Ama elbette ki iktidarın kâh gerilim, kâh yumuşar bir havayla yaklaştığı sonunun muhatap sayılır sayılmaz başkaca tarafları vardı. Oynanan tek kale maç değildi, oyun hiç değildi. Takım taraftarların sahayı boş bellemelerine, diledikleri köşeye top koşturmalarına, sahadan ve kenardan kuru gürültüler koparmalarına takılı kalınacak bir sorun değildi konuşulan. Tarafların lütfüne, insaflarına, kısa uzun yol haritalarına, gizli planlarına, açık manevralarına, heyecanlı seçim hesaplarına kurban edilmeyecek kadar hayati bir sorundu.
Sorunun muhtevasına, çözümüne ilişkin görüş ve önermeler içeren kitabı kaldığımız yerden okumayı sürdürdüğümüzde; “Çatışma Çözümleri Ve Barış” adlı kitaba konu olan sorun ve çözüm yollarının masaya yatırıldığını izliyoruz.
Üç bölümden oluşan kitabın girişinde Akil İnsanlar Heyetinde yer alan Sabancı Üniversitesi Öğretim Üyesi ve İstanbul Politikalar Merkezi Direktörü Prof. Dr. Fuat Keyman’ın Çözüm Süreci, Müzakere, Güven ve Demokrasi başlığını taşıyan yazısıyla, heyet çalışmaları sırasındaki izlenimlerini, konuya ilişkin bilgi ve görüşlerini ortaya koyuyor.

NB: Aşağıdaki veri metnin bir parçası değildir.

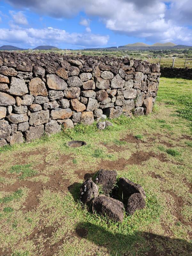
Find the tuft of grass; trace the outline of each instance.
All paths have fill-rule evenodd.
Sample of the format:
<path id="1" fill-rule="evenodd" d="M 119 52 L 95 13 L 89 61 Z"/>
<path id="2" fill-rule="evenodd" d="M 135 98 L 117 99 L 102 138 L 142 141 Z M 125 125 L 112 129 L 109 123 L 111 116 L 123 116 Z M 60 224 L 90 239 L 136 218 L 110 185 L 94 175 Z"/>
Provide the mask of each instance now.
<path id="1" fill-rule="evenodd" d="M 32 177 L 37 174 L 38 172 L 33 170 L 31 167 L 30 164 L 16 164 L 12 166 L 10 169 L 11 173 L 14 172 L 18 174 L 21 173 L 19 176 L 19 180 L 24 180 L 28 177 Z"/>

Kürt Meselesinin kökenleri Arap Baharı ve Çözüm Süreci’nin ele alındığı birinci bölümde İngiltere’de hayat süren öğretim üyesi Dr. Ömer Tekdemir, meselenin teorik yorumunu ve kavramsallaştırılmasını ele alıyor. Paris’te yaşayan Prof. Dr. Hamit Bozarslan ise aynı bölümde Ortadoğu’da yaşanmakta olan şiddetin seyri içinde yeni bir sürece giren Kürt Meselesini uzak yakın geçmişiyle birlikte analiz eden son derece çarpıcı iki makalesiyle kitaba katkı sunuyor. Makalelerinde sorunun tarihsel temellerine, karmaşık gelişimine, katmanlı boyutlarına, açıklıklarına dair önemli bilgiler ve analizler sunan Bozarslan, Kürt meselesinin geldiği boyutları anlatırken, sıra dışı analizler yapıyor. Konusunda dünyadaki en önemli referanslardan biri olarak kabul gören Bozarslan, ‘Arap Baharı sürecinde Kürt Meselesi’nin geldiği boyutları Federe Kürdistan ve Rojava Devrimine uzanan tarihsel dinamikleri öngörüyle ortaya koyuyor.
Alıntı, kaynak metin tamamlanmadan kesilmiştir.